## expectation-propagation from Les Houches

**A**s CHANCE book editor, I received the other day from Oxford University Press acts from an École de Physique des Houches on Statistical Physics, Optimisation, Inference, and Message-Passing Algorithms that took place there in September 30 – October 11, 2013. While it is mostly unrelated with Statistics, and since Igor Caron already reviewed the book a year and more ago, I skimmed through the few chapters connected to my interest, from Devavrat Shah’s chapter on graphical models and belief propagation, to Andrea Montanari‘s denoising and sparse regression, including LASSO, and only read in some detail Manfred Opper’s expectation propagation chapter. This paper made me realise (or re-realise as I had presumably forgotten an earlier explanation!) that expectation propagation can be seen as a sort of variational approximation that produces by a sequence of iterations the distribution within a certain parametric (exponential) family that is the closest to the distribution of interest. By writing the Kullback-Leibler divergence the opposite way from the usual variational approximation, the solution equates the expectation of the natural sufficient statistic under both models… Another interesting aspect of this chapter is the connection with estimating normalising constants. (I noticed a slight typo on p.269 in the final form of the Kullback approximation q() to p().

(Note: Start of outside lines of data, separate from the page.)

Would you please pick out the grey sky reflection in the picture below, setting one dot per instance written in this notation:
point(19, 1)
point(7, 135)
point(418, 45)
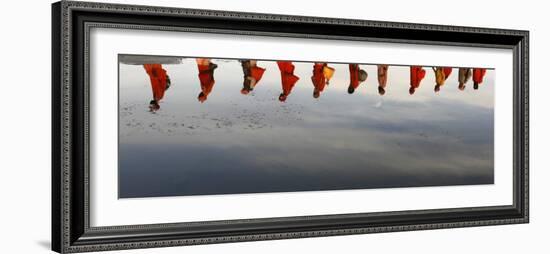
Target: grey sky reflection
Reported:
point(248, 144)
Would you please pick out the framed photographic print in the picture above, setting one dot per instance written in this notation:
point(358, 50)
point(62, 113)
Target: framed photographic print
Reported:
point(181, 126)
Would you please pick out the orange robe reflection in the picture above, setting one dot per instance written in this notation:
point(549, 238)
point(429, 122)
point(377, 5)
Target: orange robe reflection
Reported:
point(288, 79)
point(417, 74)
point(382, 78)
point(441, 75)
point(206, 77)
point(478, 75)
point(159, 83)
point(356, 76)
point(252, 75)
point(464, 74)
point(318, 79)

February 3, 2016 at 11:22 am

There is a great review of the topic of variational approximations by Wainwright and Jordan. They describe a unified variational framework, give connections to exponential families, and show that Belief propagation and EP are simply special cases within there.

https://www.eecs.berkeley.edu/~wainwrig/Papers/WaiJor08_FTML.pdf

We had a reading group at Gatsby about this, here are some slides (from March 23 2015):

http://wittawat.com/mljc/doku.php

February 3, 2016 at 5:33 pm

Thank you Heiko!